Hospital delivers "problem" babies, then lets them die'

By Jon E. Dougherty
©1999 WorldNetDaily.com

An Illinois registered nurse has blown the whistle on a Chicago-area hospital where, she claims, abortions are being performed in which "problem" infants are born -- and then just left to die.

Jill Stanek is a labor and delivery nurse at Christ Hospital, located in the Chicago suburb of Oak Lawn. She says the "therapeutic abortion" procedure, as it is called, goes beyond what is permitted under the 1973 Roe v. Wade decision legalizing abortion, since once a child is actually born it is granted all the legal rights of personhood.

The Illinois Attorney General's Office is investigating the claims made by Stanek, but so far no charges have been filed against the hospital or staff.

According to Concerned Women for America, an advocacy group monitoring the story and the investigation, the attorney general's office has requested an investigation of the Oak Lawn hospital for allegedly inducing premature births of babies in order for the child to die. In contrast to partial-birth abortions, CWA said, "the babies are fully delivered, often resulting in live births, and then die outside the mother's body. Attending medical personnel do not provide life support, and the babies oftentimes die in the arms of nurses."

"When a nurse or parent isn't holding one of these babies, often they're put in a soiled utility room," Stanek told WorldNetDaily. "They're left there to die alone."

"These babies have been diagnosed with handicaps such as Down Syndrome and spina bifida, along with sometimes fatal anomalies," she said. Nevertheless, she added, the procedure amounted to a decision that an infant with problems wasn't worth saving.

The procedures -- officially called "medically indicated pregnancy terminations" -- are done at Christ between 10 and 20 times a year, hospitalspokeswoman Sue Reimbold said. They are performed between the 16th and 23rd weeks of pregnancy.

During the procedure, labor is induced and the fetus is delivered, sometimes still alive. It is given "comfort care," Reimbold said, claiming that the infants are held by the mother or a nurse until they die.

Reimbold said these are not elective abortions, and are performed only "when the patient and her physician have determined that complex and critical maternal or fetal conditions threaten the life or health of the mother or developing fetus."

That usually means fetuses with genetic anomalies so severe that they would not be viable outside the womb.

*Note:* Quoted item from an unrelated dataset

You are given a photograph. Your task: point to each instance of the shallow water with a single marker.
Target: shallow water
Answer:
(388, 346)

However, Stanek denied that, saying she has personally witnessed "elective therapeutic abortions whose physical or mental defects are deemed incompatible only with quality of life."

The Illinois Attorney General's office confirmed last week that it has asked health officials to open an inquiry surrounding "pregnancy terminations" at Christ Hospital. A spokesman with the Illinois Department of Public Health said state law prohibited him from speaking about the case.

According to records, Christ previously limited the procedure only to those who were "very, very sick fetuses that would not be able to sustain life outside the womb," said Reimbold. But draft guidelines on "pregnancy termination" dated June 1, 1998, however, propose expanding the practice to include Down Syndrome, cystic fibrosis, and even the mother's mental health as suitable reasons.

Keith Scherer, an attorney with the Chicago-based Pro-Life Law Center, said he is exploring various legal responses to the practice, including murder charges. He added that the situation could be a good test case for dealing with the procedure in other states.

"If hospitals elsewhere are doing what they are here -- a reasonable assumption -- then we've taken another step down the slippery slope from abortion to infanticide," he said.


Jon E. Dougherty is a contributing editor to WorldNetDaily.